None of this seems to interest Van Peebles. The inconsistent but spirited filmmaker who filled the likes of Posse and Panther with canted angles and wacky frames has in recent years become a completely anonymous journeyman of network TV, and he gives Men Of Courage only the faintest aftertaste of a personality. This overlong, plodding film has notes of both patriotism and cynicism, but no clue how to really muster either on screen. Even something as surefire as a fight between black and white sailors in an alleyway gets the same cursory, featureless direction. The movie is perversely undistinguished: the tension-less depiction of men dying at sea; the ham-fisted but undramatic court martial scenes that give the film its lengthy epilogue; and the dialogue that’s one half boilerplate and one half crude exposition.

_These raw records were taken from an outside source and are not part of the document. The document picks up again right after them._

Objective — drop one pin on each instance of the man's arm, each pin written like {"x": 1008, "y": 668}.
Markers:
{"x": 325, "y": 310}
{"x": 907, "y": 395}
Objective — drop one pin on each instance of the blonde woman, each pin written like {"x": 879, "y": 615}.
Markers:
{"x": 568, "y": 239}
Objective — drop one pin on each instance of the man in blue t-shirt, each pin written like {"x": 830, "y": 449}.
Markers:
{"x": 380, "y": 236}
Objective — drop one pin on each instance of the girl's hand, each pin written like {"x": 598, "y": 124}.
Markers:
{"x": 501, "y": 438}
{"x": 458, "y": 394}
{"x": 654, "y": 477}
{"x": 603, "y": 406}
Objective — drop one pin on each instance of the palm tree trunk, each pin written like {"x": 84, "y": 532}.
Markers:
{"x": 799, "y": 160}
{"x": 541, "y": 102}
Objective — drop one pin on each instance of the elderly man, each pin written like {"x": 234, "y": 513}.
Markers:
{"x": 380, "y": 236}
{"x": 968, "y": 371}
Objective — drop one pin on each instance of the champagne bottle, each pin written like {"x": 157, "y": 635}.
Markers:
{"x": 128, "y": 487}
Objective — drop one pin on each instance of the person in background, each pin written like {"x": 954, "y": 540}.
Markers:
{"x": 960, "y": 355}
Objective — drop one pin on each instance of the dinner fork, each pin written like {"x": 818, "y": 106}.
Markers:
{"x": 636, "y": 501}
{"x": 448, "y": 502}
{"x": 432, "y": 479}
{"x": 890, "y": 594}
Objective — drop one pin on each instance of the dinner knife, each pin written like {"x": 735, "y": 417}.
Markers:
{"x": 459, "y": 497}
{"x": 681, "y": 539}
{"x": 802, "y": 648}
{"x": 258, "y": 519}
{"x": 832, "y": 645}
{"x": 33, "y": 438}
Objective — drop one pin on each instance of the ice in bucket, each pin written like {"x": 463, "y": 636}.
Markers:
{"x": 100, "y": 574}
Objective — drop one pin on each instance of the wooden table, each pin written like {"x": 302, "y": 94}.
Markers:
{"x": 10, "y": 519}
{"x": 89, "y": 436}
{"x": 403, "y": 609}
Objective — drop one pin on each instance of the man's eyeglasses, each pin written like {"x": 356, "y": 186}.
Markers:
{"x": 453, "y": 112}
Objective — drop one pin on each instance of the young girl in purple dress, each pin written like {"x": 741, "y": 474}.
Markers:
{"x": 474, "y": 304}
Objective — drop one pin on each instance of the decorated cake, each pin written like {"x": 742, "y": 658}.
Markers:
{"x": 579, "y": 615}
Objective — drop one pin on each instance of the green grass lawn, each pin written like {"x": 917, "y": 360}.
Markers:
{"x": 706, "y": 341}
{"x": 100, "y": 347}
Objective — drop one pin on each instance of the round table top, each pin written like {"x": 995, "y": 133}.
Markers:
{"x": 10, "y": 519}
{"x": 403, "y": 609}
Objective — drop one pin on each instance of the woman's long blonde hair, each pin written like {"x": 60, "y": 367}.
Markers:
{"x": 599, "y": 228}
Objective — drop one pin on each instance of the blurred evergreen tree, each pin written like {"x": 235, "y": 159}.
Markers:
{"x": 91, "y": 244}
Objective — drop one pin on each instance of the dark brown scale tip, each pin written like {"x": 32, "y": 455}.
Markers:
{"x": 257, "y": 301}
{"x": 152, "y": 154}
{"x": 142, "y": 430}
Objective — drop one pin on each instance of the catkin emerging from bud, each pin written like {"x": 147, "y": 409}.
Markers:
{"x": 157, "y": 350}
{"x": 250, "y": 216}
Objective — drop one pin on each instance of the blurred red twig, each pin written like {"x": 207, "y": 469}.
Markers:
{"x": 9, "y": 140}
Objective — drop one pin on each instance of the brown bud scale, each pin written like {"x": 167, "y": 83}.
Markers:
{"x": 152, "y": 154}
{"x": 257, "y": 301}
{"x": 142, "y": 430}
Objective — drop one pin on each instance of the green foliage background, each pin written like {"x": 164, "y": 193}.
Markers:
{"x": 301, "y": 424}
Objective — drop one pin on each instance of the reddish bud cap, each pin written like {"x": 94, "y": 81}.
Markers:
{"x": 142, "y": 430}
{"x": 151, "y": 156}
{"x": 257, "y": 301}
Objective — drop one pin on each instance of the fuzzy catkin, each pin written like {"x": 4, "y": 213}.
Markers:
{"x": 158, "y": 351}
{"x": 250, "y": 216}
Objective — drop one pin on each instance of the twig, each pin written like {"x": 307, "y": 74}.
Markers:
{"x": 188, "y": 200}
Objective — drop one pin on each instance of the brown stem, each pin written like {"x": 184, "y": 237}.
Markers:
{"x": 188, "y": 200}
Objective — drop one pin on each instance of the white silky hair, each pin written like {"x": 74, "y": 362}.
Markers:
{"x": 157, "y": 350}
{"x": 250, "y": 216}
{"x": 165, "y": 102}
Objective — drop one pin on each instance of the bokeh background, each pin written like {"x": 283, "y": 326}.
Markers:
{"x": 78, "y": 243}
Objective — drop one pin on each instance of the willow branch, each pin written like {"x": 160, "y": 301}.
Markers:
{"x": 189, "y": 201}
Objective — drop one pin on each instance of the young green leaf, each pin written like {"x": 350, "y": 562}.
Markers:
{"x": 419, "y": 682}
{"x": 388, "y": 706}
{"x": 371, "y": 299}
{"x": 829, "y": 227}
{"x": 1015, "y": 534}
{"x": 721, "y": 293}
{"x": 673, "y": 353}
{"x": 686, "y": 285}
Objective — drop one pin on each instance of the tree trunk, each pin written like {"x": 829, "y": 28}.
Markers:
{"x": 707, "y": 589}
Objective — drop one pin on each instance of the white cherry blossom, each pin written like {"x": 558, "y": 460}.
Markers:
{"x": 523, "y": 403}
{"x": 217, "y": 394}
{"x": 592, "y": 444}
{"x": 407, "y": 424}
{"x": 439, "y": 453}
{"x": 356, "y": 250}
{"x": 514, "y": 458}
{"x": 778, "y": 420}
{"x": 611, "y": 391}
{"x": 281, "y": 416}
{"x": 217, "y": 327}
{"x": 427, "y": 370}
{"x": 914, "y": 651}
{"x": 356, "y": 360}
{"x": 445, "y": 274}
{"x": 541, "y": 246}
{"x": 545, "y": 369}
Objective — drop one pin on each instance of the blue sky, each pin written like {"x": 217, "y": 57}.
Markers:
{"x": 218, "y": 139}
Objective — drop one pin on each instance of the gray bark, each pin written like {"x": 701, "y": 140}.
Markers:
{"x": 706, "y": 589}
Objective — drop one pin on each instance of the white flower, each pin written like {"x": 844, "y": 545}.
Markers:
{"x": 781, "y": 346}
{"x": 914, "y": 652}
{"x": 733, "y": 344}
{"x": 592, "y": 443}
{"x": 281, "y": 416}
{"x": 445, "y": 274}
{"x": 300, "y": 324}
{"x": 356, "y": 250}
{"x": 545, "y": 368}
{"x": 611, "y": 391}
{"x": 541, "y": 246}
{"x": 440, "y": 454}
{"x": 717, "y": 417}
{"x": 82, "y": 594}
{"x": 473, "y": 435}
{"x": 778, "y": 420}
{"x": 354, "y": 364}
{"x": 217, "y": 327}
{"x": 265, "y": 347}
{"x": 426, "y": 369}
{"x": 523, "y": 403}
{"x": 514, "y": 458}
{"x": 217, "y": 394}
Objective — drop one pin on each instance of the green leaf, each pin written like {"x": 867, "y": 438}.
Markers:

One almost has to wonder what it takes to put Cage in a movie with Tom Sizemore (as the ship’s chief petty officer) and Thomas Jane (as the pilot who first spotted the survivors) and still arrive at dullness. At least Cage retains his knack for making inconsequential lines (“What do you put in these delicious pies, Theodore?”) sound like something only a madman would say, even as he underplays his already underwritten role. Bless his heart, he fully and awkwardly commits to McVay’s eventual anguish, straining through real tears for a character with no depth. It’s the kind of moment only B-movies can provide, though Men Of Courage completely embraces that side of itself only once, in a brief scene where a sailor is chomped in half by a cheap CGI shark while vomiting off the side of a life raft.

 
Join the discussion...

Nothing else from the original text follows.